9. The method of claim 6, wherein the determining a network loss based on the fused face picture sample, the source face picture sample, the target face picture sample, and the discrimination result of the discrimination network comprises:

determining a perception similarity loss based on the target face picture sample and the fused face picture sample, wherein the perception similarity loss is used for representing picture style difference between the target face picture sample and the fused face picture sample;

determining the multi-scale identity feature loss based on the source face picture sample and the fused face picture sample, wherein the multi-scale identity feature loss is used for representing identity feature differences between the source face picture sample and the fused face picture sample;

determining a face pose loss based on the target face picture sample and the fused face picture sample, the face pose loss being used to describe a face pose difference between the target face picture sample and the fused face picture sample;

determining to generate network countermeasure loss based on the discrimination result;

and determining the generated network loss according to the perception similarity loss, the multi-scale identity feature loss, the face pose loss and the network confrontation loss.

10. The method of claim 9, wherein determining a perceptual similarity loss based on the target face picture sample and the fused face picture sample comprises:

respectively extracting the visual features of the target face picture sample and the visual features of the fused face picture sample through a visual feature extraction network;

and calculating the similarity between the visual characteristics of the target face picture sample and the visual characteristics of the fused face picture sample to obtain the perception similarity loss.
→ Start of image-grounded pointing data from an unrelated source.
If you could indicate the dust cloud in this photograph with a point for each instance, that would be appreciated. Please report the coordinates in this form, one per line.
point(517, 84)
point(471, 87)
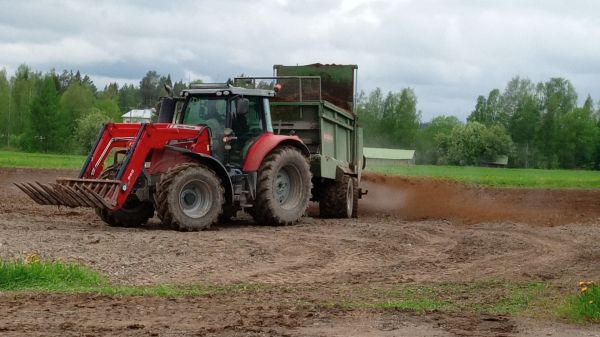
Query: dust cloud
point(425, 198)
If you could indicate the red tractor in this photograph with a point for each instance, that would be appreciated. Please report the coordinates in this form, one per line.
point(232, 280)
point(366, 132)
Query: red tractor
point(212, 153)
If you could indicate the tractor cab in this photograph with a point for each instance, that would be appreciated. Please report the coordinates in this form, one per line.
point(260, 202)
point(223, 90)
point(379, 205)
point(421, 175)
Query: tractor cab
point(235, 116)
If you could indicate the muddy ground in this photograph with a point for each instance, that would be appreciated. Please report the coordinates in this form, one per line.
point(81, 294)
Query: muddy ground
point(410, 232)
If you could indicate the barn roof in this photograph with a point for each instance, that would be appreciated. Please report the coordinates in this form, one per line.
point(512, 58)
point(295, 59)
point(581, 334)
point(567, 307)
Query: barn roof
point(380, 153)
point(138, 113)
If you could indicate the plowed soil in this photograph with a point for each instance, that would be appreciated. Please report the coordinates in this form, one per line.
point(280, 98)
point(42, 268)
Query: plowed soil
point(409, 231)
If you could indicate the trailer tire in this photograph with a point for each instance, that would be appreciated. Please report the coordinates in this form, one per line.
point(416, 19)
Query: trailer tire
point(133, 214)
point(337, 198)
point(283, 188)
point(192, 199)
point(355, 197)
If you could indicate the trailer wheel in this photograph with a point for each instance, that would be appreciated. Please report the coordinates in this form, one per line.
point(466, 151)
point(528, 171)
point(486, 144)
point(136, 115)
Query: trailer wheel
point(283, 188)
point(192, 199)
point(355, 197)
point(337, 198)
point(133, 214)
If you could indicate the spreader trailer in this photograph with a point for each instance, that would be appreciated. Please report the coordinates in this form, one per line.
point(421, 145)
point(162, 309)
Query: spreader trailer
point(222, 147)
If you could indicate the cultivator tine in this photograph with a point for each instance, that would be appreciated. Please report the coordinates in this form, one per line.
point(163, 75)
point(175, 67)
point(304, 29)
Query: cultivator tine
point(69, 198)
point(50, 195)
point(29, 193)
point(95, 193)
point(47, 200)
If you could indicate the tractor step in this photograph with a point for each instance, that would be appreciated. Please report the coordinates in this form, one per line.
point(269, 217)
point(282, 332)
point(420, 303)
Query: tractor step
point(96, 193)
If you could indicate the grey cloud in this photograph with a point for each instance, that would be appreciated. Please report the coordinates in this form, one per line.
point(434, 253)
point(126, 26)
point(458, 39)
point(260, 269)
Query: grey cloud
point(448, 51)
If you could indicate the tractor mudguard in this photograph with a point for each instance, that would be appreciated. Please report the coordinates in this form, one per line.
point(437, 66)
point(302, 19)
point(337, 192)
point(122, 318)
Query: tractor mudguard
point(265, 144)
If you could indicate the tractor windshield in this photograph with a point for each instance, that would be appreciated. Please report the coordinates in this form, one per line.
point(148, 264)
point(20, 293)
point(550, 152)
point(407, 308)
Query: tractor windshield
point(209, 111)
point(200, 110)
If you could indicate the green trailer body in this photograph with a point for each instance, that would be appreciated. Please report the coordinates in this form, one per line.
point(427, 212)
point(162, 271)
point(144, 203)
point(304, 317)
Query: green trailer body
point(316, 102)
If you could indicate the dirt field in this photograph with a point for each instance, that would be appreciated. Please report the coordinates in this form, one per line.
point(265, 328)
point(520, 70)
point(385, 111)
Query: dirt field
point(413, 231)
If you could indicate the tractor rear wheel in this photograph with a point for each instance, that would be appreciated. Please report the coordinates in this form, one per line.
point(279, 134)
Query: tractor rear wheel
point(133, 214)
point(338, 198)
point(283, 188)
point(190, 197)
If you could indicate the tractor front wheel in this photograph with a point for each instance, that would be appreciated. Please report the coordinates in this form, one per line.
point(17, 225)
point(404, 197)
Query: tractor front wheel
point(283, 188)
point(190, 197)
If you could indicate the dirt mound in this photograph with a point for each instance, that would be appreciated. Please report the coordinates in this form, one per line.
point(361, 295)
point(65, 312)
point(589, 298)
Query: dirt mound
point(424, 198)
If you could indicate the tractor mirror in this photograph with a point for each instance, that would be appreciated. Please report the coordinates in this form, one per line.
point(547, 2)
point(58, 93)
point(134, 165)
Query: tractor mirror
point(242, 106)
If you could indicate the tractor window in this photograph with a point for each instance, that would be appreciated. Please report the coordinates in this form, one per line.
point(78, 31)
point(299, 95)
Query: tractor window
point(200, 110)
point(211, 112)
point(251, 124)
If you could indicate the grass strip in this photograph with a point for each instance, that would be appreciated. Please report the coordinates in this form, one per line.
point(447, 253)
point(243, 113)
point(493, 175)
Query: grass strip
point(584, 306)
point(500, 177)
point(35, 275)
point(40, 160)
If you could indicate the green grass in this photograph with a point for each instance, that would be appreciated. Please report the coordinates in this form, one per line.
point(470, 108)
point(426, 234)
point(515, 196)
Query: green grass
point(40, 160)
point(51, 276)
point(501, 177)
point(585, 306)
point(72, 278)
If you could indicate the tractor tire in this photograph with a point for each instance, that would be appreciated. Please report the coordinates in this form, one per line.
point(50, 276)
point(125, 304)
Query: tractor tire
point(160, 196)
point(283, 188)
point(133, 214)
point(337, 198)
point(190, 197)
point(229, 213)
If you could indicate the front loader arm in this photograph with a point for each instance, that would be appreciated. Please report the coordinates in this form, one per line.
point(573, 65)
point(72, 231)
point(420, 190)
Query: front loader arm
point(140, 140)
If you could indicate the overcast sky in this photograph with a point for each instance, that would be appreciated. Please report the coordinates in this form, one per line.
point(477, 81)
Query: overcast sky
point(448, 51)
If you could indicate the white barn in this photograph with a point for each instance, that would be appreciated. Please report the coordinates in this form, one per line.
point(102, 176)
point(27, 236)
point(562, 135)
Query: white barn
point(138, 116)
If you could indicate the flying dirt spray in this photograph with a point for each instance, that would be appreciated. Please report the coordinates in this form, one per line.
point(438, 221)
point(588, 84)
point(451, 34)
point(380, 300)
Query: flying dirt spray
point(426, 198)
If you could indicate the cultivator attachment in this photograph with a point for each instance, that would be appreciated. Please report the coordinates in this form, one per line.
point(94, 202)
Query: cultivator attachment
point(97, 193)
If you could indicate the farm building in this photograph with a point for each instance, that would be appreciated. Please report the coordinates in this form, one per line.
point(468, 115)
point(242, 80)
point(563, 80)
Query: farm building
point(138, 116)
point(388, 157)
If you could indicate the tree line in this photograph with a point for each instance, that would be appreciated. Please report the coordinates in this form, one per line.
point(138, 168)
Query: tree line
point(535, 125)
point(62, 112)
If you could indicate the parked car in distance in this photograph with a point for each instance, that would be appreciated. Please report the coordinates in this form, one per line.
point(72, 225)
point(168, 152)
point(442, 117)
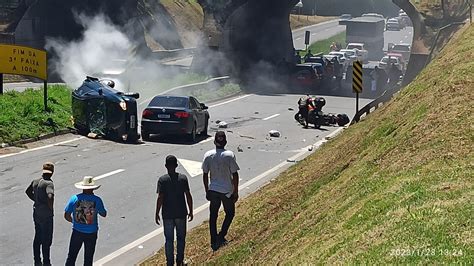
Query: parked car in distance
point(389, 59)
point(98, 108)
point(307, 75)
point(175, 115)
point(362, 52)
point(402, 48)
point(392, 24)
point(345, 17)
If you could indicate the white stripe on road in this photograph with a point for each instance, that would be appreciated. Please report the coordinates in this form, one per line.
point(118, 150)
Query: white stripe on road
point(42, 147)
point(109, 174)
point(229, 101)
point(270, 117)
point(199, 209)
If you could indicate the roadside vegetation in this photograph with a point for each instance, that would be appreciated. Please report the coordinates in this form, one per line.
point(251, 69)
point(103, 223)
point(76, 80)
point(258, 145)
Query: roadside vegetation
point(396, 188)
point(323, 45)
point(22, 114)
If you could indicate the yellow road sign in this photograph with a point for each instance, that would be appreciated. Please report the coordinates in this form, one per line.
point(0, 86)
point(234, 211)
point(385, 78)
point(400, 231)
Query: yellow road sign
point(23, 60)
point(357, 83)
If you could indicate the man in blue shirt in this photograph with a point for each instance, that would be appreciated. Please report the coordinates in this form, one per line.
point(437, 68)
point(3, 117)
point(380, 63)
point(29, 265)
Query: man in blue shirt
point(172, 189)
point(81, 211)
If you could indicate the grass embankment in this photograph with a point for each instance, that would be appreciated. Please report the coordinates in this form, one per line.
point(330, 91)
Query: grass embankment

11. The method of claim 9, wherein the determining the multi-scale identity feature loss based on the source face picture sample and the fused face picture sample comprises:

respectively extracting the identity characteristic hidden codes of the source face picture sample and the identity characteristic hidden codes of the fused face picture sample through the identity characteristic extraction network;

and calculating the similarity between the identity characteristic hidden code of the source face picture sample and the identity characteristic hidden code of the fused face picture sample to obtain the multi-scale identity characteristic loss.

12. The method of claim 9, wherein determining a face pose loss based on the target face picture sample and the fused face picture sample comprises:

respectively extracting a face attitude Euler angle of the target face picture sample and a face attitude Euler angle of the fused face picture sample through a face attitude prediction network;

and calculating the similarity between the Euler angles of the face postures of the target face picture sample and the Euler angles of the face postures of the fused face picture sample to obtain the face posture loss.

13. An apparatus for fusing face pictures, the apparatus comprising:

14. The training device of the human face fusion model is characterized in that the human face fusion model comprises a generating network and a judging network, wherein the generating network comprises an identity coding network, an attribute coding network and a decoding network; the device comprises:

15. A computer device comprising a processor and a memory, the memory having stored therein a computer program that is loaded and executed by the processor to implement the method of any of claims 1 to 5 or to implement the method of any of claims 6 to 12.

16. A computer-readable storage medium, in which a computer program is stored, which is loaded and executed by a processor to implement the method of any one of claims 1 to 5 or to implement the method of any one of claims 6 to 12.